– Начинаем.

Я чувствую привычный выброс адреналина в кровь, как будто мои вены наполняются чистым льдом. Никаких эмоций, никаких мыслей, только техника, только выверенные движения, только миллиметры, от которых зависит жизнь.

Скальпель разрезает кожу, кровь медленно стекает, ровная и тёмная. Ассистент подаёт инструмент, я беру его автоматически, руки работают, как машина. Лёгкое касание пинцетом, шовный материал, иглодержатель.

Я успокаиваюсь.

Здесь я снова существую.

Но через секунду я слышу голос ассистента.

– Лада Александровна… Вы накладываете шов не там.

Я моргаю.

Не там?

Я смотрю на свои руки, на иглу, на нитку, которая проходит в миллиметре от нужной точки. Почти идеально. Почти правильно. Но не так. Ошибка.

Я.

Я, которая не имеет права на ошибки.Я, которая всегда безупречна в операционной. Я, у которой рука не дрожала даже под бомбёжкой в полевом госпитале.

Дыхание застревает в горле.

Я поднимаю взгляд, ловлю настороженные, напряжённые глаза ассистента. Он ждёт. Все ждут.

– Исправьте, – мой голос ровный, без эмоций.
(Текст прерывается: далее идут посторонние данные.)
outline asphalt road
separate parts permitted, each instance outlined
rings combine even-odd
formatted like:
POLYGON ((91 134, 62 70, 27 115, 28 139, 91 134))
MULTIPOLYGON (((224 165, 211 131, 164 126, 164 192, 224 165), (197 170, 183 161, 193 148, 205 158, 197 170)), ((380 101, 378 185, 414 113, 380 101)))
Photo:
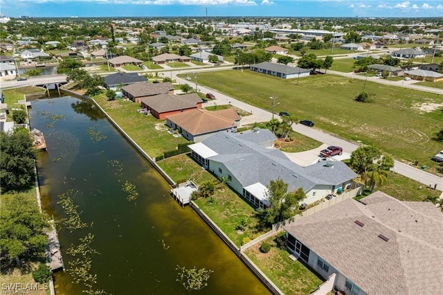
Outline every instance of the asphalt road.
MULTIPOLYGON (((198 84, 198 73, 201 71, 222 71, 226 70, 226 69, 231 69, 233 66, 218 66, 218 67, 210 67, 207 69, 193 69, 190 70, 177 70, 177 71, 171 71, 170 75, 174 80, 176 80, 178 82, 181 84, 188 83, 190 84, 194 88, 195 87, 195 82, 193 81, 187 81, 184 79, 179 78, 177 76, 179 73, 192 73, 192 78, 195 78, 195 75, 197 77, 197 87, 199 89, 199 91, 202 93, 208 93, 210 92, 213 93, 217 98, 216 100, 213 101, 210 101, 208 102, 208 105, 228 105, 230 104, 236 107, 242 109, 246 111, 250 112, 252 114, 251 116, 247 116, 244 117, 242 119, 242 125, 247 125, 253 123, 255 122, 266 122, 272 118, 272 114, 268 111, 251 106, 245 102, 237 100, 233 98, 226 96, 223 93, 217 92, 214 89, 209 89, 208 87, 203 87, 201 85, 198 84)), ((361 79, 364 80, 367 78, 365 76, 362 76, 360 75, 354 75, 352 73, 341 73, 333 71, 328 71, 328 73, 332 73, 334 75, 341 75, 344 77, 355 78, 355 79, 361 79)), ((413 83, 406 84, 401 83, 400 84, 399 83, 399 81, 389 81, 386 79, 380 79, 377 77, 371 77, 368 78, 368 80, 371 79, 372 81, 382 83, 382 84, 388 84, 397 87, 407 87, 410 89, 415 89, 416 90, 424 91, 428 92, 436 93, 439 94, 443 94, 443 89, 439 89, 431 87, 424 87, 422 86, 415 85, 413 83)), ((26 81, 17 81, 17 80, 10 80, 10 81, 1 81, 0 82, 0 87, 6 88, 6 87, 14 87, 17 86, 24 86, 24 85, 32 85, 36 84, 50 84, 55 82, 61 82, 66 81, 66 75, 45 75, 40 77, 34 77, 30 78, 26 81)), ((276 118, 279 118, 278 116, 275 115, 276 118)), ((308 137, 311 137, 314 139, 316 139, 323 143, 327 144, 328 145, 339 145, 343 148, 343 151, 345 152, 352 152, 354 150, 358 145, 348 141, 346 141, 343 139, 338 138, 336 136, 334 136, 331 134, 328 134, 325 133, 319 129, 316 129, 315 127, 309 127, 305 125, 302 125, 300 124, 296 124, 293 125, 293 129, 303 135, 305 135, 308 137)), ((443 179, 442 177, 439 177, 436 175, 433 175, 431 173, 428 173, 426 171, 424 171, 421 169, 416 168, 415 167, 406 165, 398 161, 395 161, 395 172, 399 173, 401 175, 404 175, 407 177, 415 179, 425 186, 428 186, 429 184, 433 186, 435 184, 437 184, 437 189, 439 190, 443 190, 443 179)), ((442 197, 443 197, 443 193, 442 194, 442 197)))
MULTIPOLYGON (((181 84, 188 83, 191 85, 192 84, 194 85, 195 84, 195 82, 187 81, 184 79, 181 79, 177 76, 174 76, 174 78, 181 84)), ((216 99, 208 102, 207 105, 221 105, 230 104, 246 111, 252 113, 251 115, 244 116, 242 118, 241 124, 243 125, 252 124, 255 122, 266 122, 272 118, 272 114, 270 111, 251 106, 245 102, 237 100, 235 98, 217 92, 214 89, 211 89, 201 85, 197 85, 197 87, 199 91, 204 93, 211 93, 215 96, 216 99)), ((280 117, 277 115, 274 115, 274 116, 275 118, 280 118, 280 117)), ((323 131, 319 130, 315 127, 313 128, 300 124, 294 124, 292 125, 292 127, 296 132, 300 133, 306 136, 316 139, 316 141, 327 144, 327 145, 341 146, 343 148, 343 151, 345 152, 351 153, 359 146, 344 139, 341 139, 327 133, 323 132, 323 131)), ((424 171, 422 169, 406 165, 399 161, 395 161, 394 172, 395 173, 399 173, 399 175, 406 176, 406 177, 415 179, 425 186, 431 184, 433 187, 435 184, 437 184, 437 189, 439 190, 443 190, 443 179, 442 177, 439 177, 436 175, 424 171)), ((442 193, 442 196, 440 197, 443 198, 443 193, 442 193)))

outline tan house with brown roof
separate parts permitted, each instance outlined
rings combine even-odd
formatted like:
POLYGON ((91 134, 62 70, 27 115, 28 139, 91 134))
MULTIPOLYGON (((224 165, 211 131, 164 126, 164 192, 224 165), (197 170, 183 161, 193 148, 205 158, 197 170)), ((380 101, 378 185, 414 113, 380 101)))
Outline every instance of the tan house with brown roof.
POLYGON ((118 56, 114 58, 108 60, 109 64, 115 67, 123 66, 125 64, 134 64, 134 66, 141 66, 143 64, 143 61, 137 60, 136 58, 132 57, 128 55, 118 56))
POLYGON ((152 116, 160 120, 174 114, 188 114, 192 109, 201 107, 202 102, 203 100, 197 93, 181 96, 163 93, 140 100, 141 107, 150 111, 152 116))
POLYGON ((168 116, 166 120, 166 125, 170 128, 178 129, 188 141, 198 143, 219 131, 236 132, 240 116, 234 109, 219 111, 196 109, 168 116))
POLYGON ((177 55, 172 53, 163 53, 160 55, 154 56, 152 58, 152 62, 156 64, 163 64, 167 62, 190 62, 191 58, 184 55, 177 55))
POLYGON ((272 54, 282 54, 289 52, 287 48, 280 46, 269 46, 264 48, 266 52, 270 52, 272 54))
POLYGON ((442 294, 443 213, 431 202, 379 191, 284 228, 288 250, 342 294, 442 294))
POLYGON ((172 84, 166 82, 165 83, 147 83, 141 82, 131 84, 122 88, 123 95, 131 100, 140 103, 141 99, 158 94, 174 94, 172 84))

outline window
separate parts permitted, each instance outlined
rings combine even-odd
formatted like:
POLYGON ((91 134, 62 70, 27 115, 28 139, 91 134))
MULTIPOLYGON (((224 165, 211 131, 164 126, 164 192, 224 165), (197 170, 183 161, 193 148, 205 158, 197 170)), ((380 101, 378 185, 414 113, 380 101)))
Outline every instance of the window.
POLYGON ((329 271, 329 266, 328 265, 328 264, 326 263, 325 260, 321 259, 320 257, 317 260, 317 265, 318 265, 322 269, 325 270, 326 272, 329 271))
POLYGON ((345 285, 355 295, 358 295, 360 292, 360 288, 358 287, 357 285, 354 283, 352 283, 352 281, 348 280, 347 278, 346 279, 346 283, 345 284, 345 285))

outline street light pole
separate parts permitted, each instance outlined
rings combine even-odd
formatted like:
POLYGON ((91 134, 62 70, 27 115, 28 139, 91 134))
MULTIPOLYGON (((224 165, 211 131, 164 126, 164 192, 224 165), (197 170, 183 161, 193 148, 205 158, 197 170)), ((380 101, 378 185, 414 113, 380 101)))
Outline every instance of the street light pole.
POLYGON ((272 106, 272 118, 274 118, 274 110, 275 109, 275 100, 277 100, 277 98, 278 98, 278 97, 275 96, 272 96, 269 98, 271 99, 271 105, 272 106))

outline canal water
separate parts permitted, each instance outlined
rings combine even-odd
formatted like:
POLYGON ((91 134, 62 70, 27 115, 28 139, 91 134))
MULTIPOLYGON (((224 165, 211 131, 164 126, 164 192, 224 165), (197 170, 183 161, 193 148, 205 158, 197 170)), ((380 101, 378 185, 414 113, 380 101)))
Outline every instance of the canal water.
MULTIPOLYGON (((214 272, 204 294, 264 294, 269 292, 189 207, 170 197, 167 182, 89 102, 72 97, 32 102, 31 128, 48 146, 37 162, 44 210, 56 221, 66 217, 57 197, 69 190, 82 222, 59 226, 64 264, 79 238, 94 235, 91 273, 96 289, 114 294, 181 294, 177 266, 214 272), (122 184, 136 186, 129 201, 122 184)), ((66 271, 55 275, 58 294, 80 294, 66 271)))

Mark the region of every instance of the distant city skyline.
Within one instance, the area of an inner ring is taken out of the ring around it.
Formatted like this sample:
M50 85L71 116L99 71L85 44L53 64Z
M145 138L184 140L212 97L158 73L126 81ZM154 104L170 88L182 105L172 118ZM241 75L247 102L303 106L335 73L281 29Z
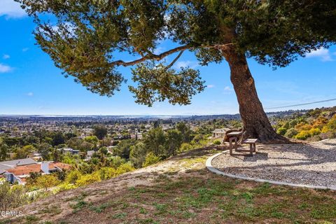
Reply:
M128 80L120 92L108 98L88 91L72 78L65 78L49 56L38 46L31 32L32 19L13 0L0 1L0 114L8 115L211 115L239 113L226 62L201 66L190 52L183 54L176 68L200 69L207 88L188 106L155 103L151 108L138 105L128 85L133 85L130 68L120 71ZM160 52L172 46L163 41ZM122 56L125 60L132 57ZM167 60L172 59L169 57ZM260 99L265 108L336 98L336 46L321 48L300 57L286 68L273 70L248 59ZM284 109L332 106L336 102Z

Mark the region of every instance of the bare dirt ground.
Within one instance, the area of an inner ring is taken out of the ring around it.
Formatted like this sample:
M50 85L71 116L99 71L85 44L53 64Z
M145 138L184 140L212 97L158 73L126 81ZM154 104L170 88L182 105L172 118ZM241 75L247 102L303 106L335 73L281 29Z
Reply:
M336 139L288 145L259 145L253 157L222 154L212 165L244 176L336 188Z

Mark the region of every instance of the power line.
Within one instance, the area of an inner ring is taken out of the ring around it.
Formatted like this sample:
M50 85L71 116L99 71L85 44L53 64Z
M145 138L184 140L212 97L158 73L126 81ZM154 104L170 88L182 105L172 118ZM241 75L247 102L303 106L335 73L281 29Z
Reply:
M294 106L304 106L304 105L314 104L318 104L318 103L328 102L335 101L335 100L336 100L336 98L335 98L335 99L326 99L326 100L321 100L321 101L316 101L316 102L314 102L300 104L293 104L293 105L288 105L288 106L281 106L269 107L269 108L265 108L265 110L278 109L278 108L281 108L294 107Z

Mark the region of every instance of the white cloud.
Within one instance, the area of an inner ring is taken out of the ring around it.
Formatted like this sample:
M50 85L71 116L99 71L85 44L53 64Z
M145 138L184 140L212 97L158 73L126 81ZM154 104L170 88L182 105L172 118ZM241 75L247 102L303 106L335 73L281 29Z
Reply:
M225 90L225 91L232 91L233 90L230 86L225 86L224 88L224 90Z
M8 59L10 57L10 56L9 56L8 55L4 55L4 56L2 57L2 58L4 58L4 59Z
M181 61L181 62L177 62L174 67L176 69L179 69L181 67L190 67L190 69L195 69L197 66L198 66L199 64L197 62L194 62L194 61Z
M316 50L313 50L306 54L307 57L318 57L322 62L330 62L333 59L331 58L330 52L328 49L321 48Z
M0 73L6 73L12 71L12 68L8 65L0 64Z
M27 15L27 13L14 0L1 0L0 16L3 15L6 18L19 18Z

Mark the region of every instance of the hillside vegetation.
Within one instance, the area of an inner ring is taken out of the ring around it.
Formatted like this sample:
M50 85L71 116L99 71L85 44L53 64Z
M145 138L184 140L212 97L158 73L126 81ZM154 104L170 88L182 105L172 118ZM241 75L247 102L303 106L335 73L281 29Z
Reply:
M287 138L310 141L336 136L336 107L294 113L272 118L278 134Z

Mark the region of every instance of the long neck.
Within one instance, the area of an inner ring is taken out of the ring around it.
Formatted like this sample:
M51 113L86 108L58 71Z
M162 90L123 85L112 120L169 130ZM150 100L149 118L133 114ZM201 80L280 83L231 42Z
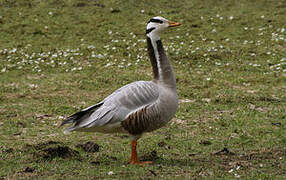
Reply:
M147 47L153 68L153 81L176 88L176 78L173 68L164 51L159 36L147 35Z

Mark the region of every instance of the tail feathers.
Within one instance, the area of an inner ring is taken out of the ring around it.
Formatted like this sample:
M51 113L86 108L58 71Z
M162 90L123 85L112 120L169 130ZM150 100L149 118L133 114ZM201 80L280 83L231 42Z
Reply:
M79 121L81 119L84 119L85 117L89 116L90 114L92 114L96 109L98 109L104 102L100 102L94 106L91 106L91 107L88 107L82 111L79 111L71 116L69 116L66 120L64 120L62 122L62 124L60 126L63 126L65 124L68 124L68 123L76 123L78 124ZM65 134L68 133L69 131L72 131L73 130L73 127L70 127L68 128L67 130L65 130Z

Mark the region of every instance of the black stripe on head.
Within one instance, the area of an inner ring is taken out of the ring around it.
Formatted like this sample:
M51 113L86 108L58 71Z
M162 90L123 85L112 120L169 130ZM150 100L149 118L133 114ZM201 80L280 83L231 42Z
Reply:
M152 28L146 29L146 34L149 34L149 33L152 32L154 29L156 29L156 28L152 27Z
M149 23L151 23L151 22L163 24L163 21L162 21L162 20L160 20L160 19L153 19L153 18L150 19L147 24L149 24Z

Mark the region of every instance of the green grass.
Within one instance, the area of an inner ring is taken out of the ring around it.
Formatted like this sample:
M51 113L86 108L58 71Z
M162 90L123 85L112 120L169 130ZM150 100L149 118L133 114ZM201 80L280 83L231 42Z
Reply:
M285 12L283 0L0 1L0 178L284 179ZM157 15L183 24L161 37L180 104L139 141L154 164L132 166L126 136L58 126L151 79L144 32ZM77 146L88 141L99 152Z

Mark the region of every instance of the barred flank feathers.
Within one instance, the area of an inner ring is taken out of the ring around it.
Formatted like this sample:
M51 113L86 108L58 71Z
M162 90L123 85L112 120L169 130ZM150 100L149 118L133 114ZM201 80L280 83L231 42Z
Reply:
M60 126L63 126L63 125L68 124L68 123L78 123L80 120L84 119L85 117L90 116L102 104L103 104L103 102L98 103L98 104L96 104L94 106L91 106L91 107L89 107L87 109L84 109L82 111L79 111L79 112L71 115L66 120L64 120Z

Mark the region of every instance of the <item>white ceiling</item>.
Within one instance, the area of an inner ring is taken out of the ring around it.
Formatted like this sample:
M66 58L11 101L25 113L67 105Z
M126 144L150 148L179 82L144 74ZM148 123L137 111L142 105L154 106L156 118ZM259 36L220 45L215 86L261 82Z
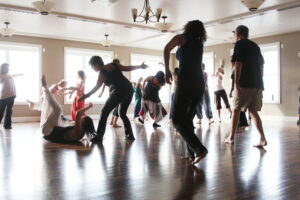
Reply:
M20 35L99 42L108 33L116 45L160 50L174 36L155 30L153 23L133 23L130 10L140 10L143 0L118 0L110 6L90 0L49 1L56 4L53 14L41 16L34 12L33 0L0 0L0 23L11 22ZM277 11L300 5L300 0L266 0L258 11L263 15L248 12L240 0L150 0L150 5L153 10L163 8L167 21L174 23L173 31L180 32L189 20L203 21L209 37L206 45L228 42L240 24L250 28L252 38L300 30L300 7Z

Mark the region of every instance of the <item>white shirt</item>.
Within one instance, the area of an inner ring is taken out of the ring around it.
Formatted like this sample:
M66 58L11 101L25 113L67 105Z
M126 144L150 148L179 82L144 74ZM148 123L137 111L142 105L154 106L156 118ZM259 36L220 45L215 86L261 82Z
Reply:
M14 79L7 74L0 75L0 99L16 96Z

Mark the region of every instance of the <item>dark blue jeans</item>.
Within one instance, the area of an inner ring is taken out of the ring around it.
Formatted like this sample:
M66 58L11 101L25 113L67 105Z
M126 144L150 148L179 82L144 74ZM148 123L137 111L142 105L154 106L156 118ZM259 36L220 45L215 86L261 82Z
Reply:
M175 98L175 92L171 94L169 119L172 119L173 116L174 98Z
M205 115L206 115L207 119L213 118L213 114L212 114L211 106L210 106L210 97L209 97L209 91L208 90L204 91L202 101L200 101L198 103L197 107L196 107L196 110L197 110L196 114L197 114L198 119L203 118L202 105L204 107L204 111L205 111Z

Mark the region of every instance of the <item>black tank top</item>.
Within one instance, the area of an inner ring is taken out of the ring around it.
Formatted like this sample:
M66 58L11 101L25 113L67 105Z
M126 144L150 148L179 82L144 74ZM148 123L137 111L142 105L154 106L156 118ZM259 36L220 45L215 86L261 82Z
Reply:
M200 40L186 39L186 43L176 52L179 61L178 86L187 92L204 89L202 71L203 43Z
M110 63L114 65L115 69L112 71L106 71L100 69L100 73L105 77L104 84L109 86L109 91L118 91L121 93L133 92L133 88L129 80L122 74L119 67L115 63Z
M153 101L154 103L159 103L160 99L158 96L158 92L159 92L159 87L154 85L152 83L152 79L147 81L147 84L145 86L145 92L144 92L144 100L150 100Z

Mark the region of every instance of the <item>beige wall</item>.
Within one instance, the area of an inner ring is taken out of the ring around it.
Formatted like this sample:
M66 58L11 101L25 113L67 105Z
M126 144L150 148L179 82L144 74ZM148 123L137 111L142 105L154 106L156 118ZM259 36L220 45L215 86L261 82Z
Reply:
M250 30L251 31L251 30ZM263 115L295 116L298 108L297 87L300 84L300 58L297 52L300 52L300 32L263 37L254 39L258 44L280 42L281 48L281 103L264 104ZM225 86L227 91L230 88L230 49L232 44L222 44L206 47L205 51L215 53L215 68L219 67L220 59L225 60Z
M130 63L131 53L140 53L148 55L162 55L161 51L113 46L103 48L99 44L56 40L38 37L13 36L11 38L0 38L0 41L11 41L17 43L38 44L45 48L42 55L42 73L47 75L49 83L57 82L64 77L64 47L75 47L96 50L109 50L117 54L118 58L124 64ZM258 44L280 42L283 45L281 49L281 104L265 104L262 113L264 115L285 115L295 116L298 108L297 86L300 83L300 58L297 52L300 52L300 32L263 37L254 39ZM227 91L230 88L230 49L231 44L222 44L206 47L205 51L213 51L215 57L215 68L219 65L219 60L225 60L225 87ZM171 59L174 60L174 58ZM177 65L177 64L176 64ZM172 63L171 63L172 66ZM126 74L129 77L129 74ZM63 103L63 99L59 98ZM64 105L64 112L70 114L70 105ZM89 114L99 114L100 105L95 105ZM16 105L14 107L14 117L39 116L39 112L31 111L26 105Z
M25 37L25 36L13 36L11 38L0 37L0 41L16 42L16 43L28 43L41 45L45 51L42 53L42 73L47 76L49 84L55 83L64 78L64 47L75 47L83 49L96 49L96 50L108 50L113 51L117 55L118 59L125 65L130 64L130 54L139 53L147 55L162 56L161 51L148 50L142 48L131 48L112 46L110 48L104 48L100 44L67 41L67 40L56 40L38 37ZM125 74L127 77L129 73ZM17 86L18 87L18 86ZM57 97L59 102L63 104L63 98ZM65 114L70 114L71 105L63 105ZM100 105L95 105L89 114L99 114ZM24 116L39 116L39 112L28 109L27 105L15 105L14 106L14 117Z

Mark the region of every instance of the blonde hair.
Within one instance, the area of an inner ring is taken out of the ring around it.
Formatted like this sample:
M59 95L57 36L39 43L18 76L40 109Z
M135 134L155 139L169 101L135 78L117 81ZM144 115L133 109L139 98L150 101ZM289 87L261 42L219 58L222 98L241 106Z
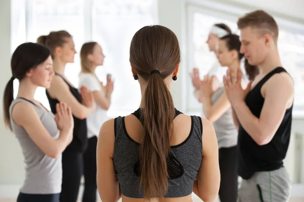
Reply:
M49 35L40 36L37 43L47 46L51 50L52 58L54 59L55 49L57 47L62 47L66 43L67 38L72 36L66 31L51 31Z
M84 43L80 50L80 64L81 65L82 72L92 72L90 67L92 62L88 59L89 54L92 54L94 48L98 43L96 42L92 41Z

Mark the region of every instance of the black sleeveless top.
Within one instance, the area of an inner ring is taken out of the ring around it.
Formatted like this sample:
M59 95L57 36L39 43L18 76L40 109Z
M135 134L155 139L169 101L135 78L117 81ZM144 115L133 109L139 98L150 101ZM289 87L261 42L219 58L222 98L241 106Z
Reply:
M175 110L175 117L180 114ZM140 109L132 114L142 123ZM203 125L199 117L191 116L191 121L188 137L180 144L171 146L167 160L169 186L165 197L185 196L193 190L193 183L203 157ZM128 134L124 117L116 118L114 125L113 163L122 194L131 198L142 198L143 191L140 186L140 143Z
M273 75L287 72L282 67L278 67L260 81L249 92L245 102L251 113L259 118L264 104L261 88ZM249 179L256 172L271 171L283 166L290 137L292 107L286 111L278 130L268 144L258 145L240 124L238 140L238 172L245 179Z
M67 82L64 78L61 75L55 73L56 75L61 77L62 79L66 83L69 87L69 90L71 93L77 99L78 102L81 103L82 97L78 91L78 89L71 86L68 82ZM46 90L47 97L49 100L51 110L54 114L56 114L56 105L59 103L57 99L53 99L50 96L48 90ZM66 149L72 149L78 152L84 152L87 148L88 145L88 139L87 137L87 121L86 119L80 119L75 117L73 115L74 120L74 129L73 130L73 140L66 147Z

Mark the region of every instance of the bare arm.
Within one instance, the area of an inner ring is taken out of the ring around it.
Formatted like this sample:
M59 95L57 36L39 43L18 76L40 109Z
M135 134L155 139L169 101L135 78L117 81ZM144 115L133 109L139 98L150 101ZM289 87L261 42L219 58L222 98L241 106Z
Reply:
M23 127L37 146L50 157L57 158L70 141L72 128L60 131L59 137L54 139L43 125L37 112L29 104L16 104L13 109L12 117L15 123Z
M219 190L220 175L218 163L218 147L214 129L211 122L203 122L203 158L193 191L205 202L213 201Z
M235 124L235 126L236 126L236 128L237 130L239 130L239 128L240 127L240 122L239 122L239 119L238 119L238 116L237 116L237 114L236 113L236 111L235 111L233 108L232 108L232 118L233 118L233 122Z
M213 105L211 97L203 98L202 100L204 113L207 119L212 122L217 120L231 107L225 92Z
M107 110L111 104L111 93L106 91L105 95L102 92L96 90L93 91L93 95L97 104L104 110Z
M70 91L69 86L59 76L54 77L48 91L54 98L66 103L71 108L73 115L79 119L85 119L94 111L94 108L88 108L78 102Z
M265 98L259 118L244 102L234 106L242 126L258 145L268 143L293 99L293 84L286 73L276 74L265 83Z
M101 126L97 148L97 188L104 202L117 201L121 197L113 165L114 138L114 119L111 119Z

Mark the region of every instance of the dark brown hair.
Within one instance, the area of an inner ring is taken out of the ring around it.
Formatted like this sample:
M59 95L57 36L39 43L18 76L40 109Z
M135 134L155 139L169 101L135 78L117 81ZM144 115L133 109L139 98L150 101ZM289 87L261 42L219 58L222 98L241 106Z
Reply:
M40 36L37 42L45 45L51 50L52 58L54 58L55 49L57 47L62 47L66 43L67 38L72 36L66 31L52 31L48 35Z
M176 36L160 25L143 27L134 35L130 48L130 62L147 82L143 97L145 134L140 145L141 187L145 198L167 193L167 159L173 131L173 100L164 79L172 75L180 62ZM150 74L157 70L160 74Z
M229 33L231 34L231 29L227 26L224 23L219 23L215 24L214 26L217 26L217 27L219 27L220 28L222 28L226 30Z
M244 54L240 53L241 41L239 35L236 34L229 34L221 37L220 40L225 41L226 46L229 50L236 50L238 53L239 60L244 57ZM247 59L245 60L245 70L246 74L250 80L253 80L258 74L259 70L257 66L249 64Z
M238 27L240 29L247 27L260 29L263 35L270 34L276 43L279 36L279 28L276 21L270 15L262 10L255 11L239 18Z
M97 44L96 42L88 42L84 43L80 50L80 64L82 72L91 72L90 65L91 63L88 59L88 55L92 54L94 48Z
M50 56L48 47L37 43L27 42L17 47L11 60L12 77L5 87L3 95L4 123L12 130L10 116L10 106L14 99L14 79L22 80L26 73L43 63Z

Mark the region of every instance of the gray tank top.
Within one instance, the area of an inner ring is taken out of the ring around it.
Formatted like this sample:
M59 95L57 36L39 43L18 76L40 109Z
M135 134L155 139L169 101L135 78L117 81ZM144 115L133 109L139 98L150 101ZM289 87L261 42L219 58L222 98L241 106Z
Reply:
M221 87L215 91L211 97L214 104L224 92L225 89ZM232 110L230 108L219 118L213 123L216 133L218 148L236 146L238 142L238 131L232 117Z
M193 183L201 165L203 156L200 117L192 116L191 130L183 142L171 147L167 168L169 175L168 193L165 197L178 197L191 194ZM113 162L122 194L132 198L143 198L139 190L139 143L128 134L125 117L115 121L115 141Z
M56 159L47 156L33 141L25 130L15 123L12 118L12 110L15 105L20 102L33 106L42 124L53 138L56 139L59 135L55 116L52 112L47 112L22 98L17 98L12 102L10 107L11 123L13 132L21 147L25 164L25 179L20 191L28 194L60 193L62 179L61 155Z

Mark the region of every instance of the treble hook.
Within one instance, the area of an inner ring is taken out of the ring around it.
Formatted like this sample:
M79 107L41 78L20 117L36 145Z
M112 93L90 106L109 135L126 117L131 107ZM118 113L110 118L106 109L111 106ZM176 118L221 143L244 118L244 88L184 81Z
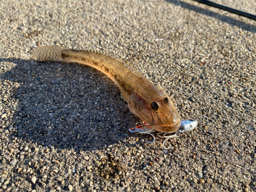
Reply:
M178 130L178 132L176 133L175 134L174 134L174 135L169 135L169 136L166 136L166 135L167 135L167 134L170 134L170 133L174 133L174 132L169 132L169 133L164 133L163 135L163 136L161 136L161 135L160 135L160 134L162 134L162 133L158 133L157 134L157 135L159 137L166 138L163 142L163 148L164 148L165 150L168 150L169 148L172 148L172 147L168 147L168 148L165 147L165 146L164 146L164 144L165 143L165 142L166 142L167 140L168 140L170 138L172 138L173 137L179 137L180 135L180 133L182 133L182 132L183 132L183 131L182 130Z

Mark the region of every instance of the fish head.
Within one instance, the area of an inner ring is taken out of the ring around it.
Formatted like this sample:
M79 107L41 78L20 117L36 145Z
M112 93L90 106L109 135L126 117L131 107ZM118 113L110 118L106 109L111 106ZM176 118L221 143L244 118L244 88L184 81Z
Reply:
M128 99L131 111L154 130L164 133L177 131L181 121L175 105L162 89L153 97L134 92Z

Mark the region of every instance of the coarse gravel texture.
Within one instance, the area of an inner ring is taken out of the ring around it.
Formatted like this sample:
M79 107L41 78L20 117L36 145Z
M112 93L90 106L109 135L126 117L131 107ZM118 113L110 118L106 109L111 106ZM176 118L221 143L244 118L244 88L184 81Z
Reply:
M255 21L188 0L0 3L0 191L256 190ZM146 143L104 74L30 60L54 45L114 54L198 126Z

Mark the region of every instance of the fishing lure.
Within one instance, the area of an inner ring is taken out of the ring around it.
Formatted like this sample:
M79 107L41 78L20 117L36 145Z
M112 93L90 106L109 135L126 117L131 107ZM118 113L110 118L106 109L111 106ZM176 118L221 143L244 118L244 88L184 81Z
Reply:
M166 138L163 142L163 148L165 150L170 148L170 147L165 147L164 145L165 142L166 142L167 140L173 137L179 137L181 133L189 132L193 130L197 126L198 123L198 122L196 120L182 120L181 121L181 125L178 130L173 132L158 133L157 135L159 137ZM154 135L152 134L152 133L154 132L156 130L154 130L154 129L151 126L150 124L147 123L144 123L140 125L136 126L129 129L129 131L131 133L146 134L151 135L153 138L153 141L145 141L146 142L150 143L154 143L156 140ZM161 135L161 134L162 134L162 135Z

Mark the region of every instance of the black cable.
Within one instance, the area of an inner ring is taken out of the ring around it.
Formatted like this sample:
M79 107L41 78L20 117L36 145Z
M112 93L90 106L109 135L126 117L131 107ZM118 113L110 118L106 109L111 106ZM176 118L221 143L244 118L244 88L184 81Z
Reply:
M247 17L250 18L251 19L256 20L256 15L252 15L251 14L247 13L245 12L237 10L236 9L230 8L227 7L223 6L222 5L220 5L219 4L217 4L216 3L211 2L207 0L193 0L195 2L197 2L199 3L202 3L203 4L205 4L208 5L209 6L216 7L217 8L219 8L220 9L222 9L225 11L227 11L230 12L230 13L236 14L237 15L243 16L245 17Z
Но внутри что-то уже рухнуло.

Я захлопываю дверь ординаторской, и тишина накрывает меня, как глухая волна. Стены давят, воздух тянется сквозь лёгкие густо, будто я дышу чем-то вязким, неощутимым, как сонный паралич. В голове всё ещё гудит операционная – резкий свет ламп, ритмичные звуки кардиомонитора, стерильный блеск инструментов, чужие голоса, перчатки, натянутые до хруста, – но я здесь, в этой крошечной комнате, и здесь никого нет. Никто не видит, как я опускаюсь спиной по стене, медленно, беспомощно, пока не оказываюсь на полу.

Я зажимаю рот рукой.

Слёзы подступают, горячие, давящие, жгущие изнутри, но я не имею права. Не имею. Я не рыдаю, я просто трясусь в этой выжженной пустоте, прикусив щеку, чтобы не всхлипнуть. Глеб стоит перед глазами, как ожившая тень, его голос всё ещё звучит внутри, холодный, спокойный, уверенный. Ты уже слишком стара, чтобы начинать заново.

Я зажимаю рот сильнее.

Дыхание сбивается, пальцы судорожно сжимаются, ногти впиваются в ладонь. Боль помогает – это контроль. Я столько лет держала себя в руках, столько раз поднималась после бессонных ночей, после усталости, после смертей на операционном столе. Я выдерживала кровь, вопли родственников, запоздалые сердечные сокращения, когда казалось, что пациента уже не спасти. Я справлялась. Всегда справлялась.

Но сейчас я просто сижу на полу, согнувшись пополам, и не могу остановить слёзы.

Я не имею права на слабость.

Я не имею права на боль.

Я не имею права на слёзы.

Но они всё равно текут.

Я иду по коридору, и мне кажется, что стены сужаются, что больница, этот привычный, стерильный, холодный мир, теперь чужой. Воздух вязкий, тяжёлый, слишком густой, чтобы нормально дышать. Свет в потолке бьёт в глаза, оставляя жёлтые круги перед зрачками, шаги отдаются гулким эхом, и я чувствую, как меня разглядывают.

Не открыто. Не в лоб.

Но разглядывают.

Я ловлю чужие взгляды – быстрые, скользящие, исподтишка, такие, какими обычно смотрят на людей, с которыми случилось что-то неловкое, грязное, постыдное.

Они знали.

Видели Лену, видели Глеба.

И молчали.

Лазарева ловит мой взгляд и резко отворачивается, будто вспомнила, что у неё есть дела, хотя секунду назад просто стояла в коридоре, никуда не торопясь. Чернов пьёт кофе, не спеша, как будто меня здесь нет, как будто его вообще ничего не касается. Я прохожу мимо ординаторской и вижу, как кто-то из интернов замолкает на полуслове.

Я могу развернуться, посмотреть в глаза, сказать: «Что-то не так?»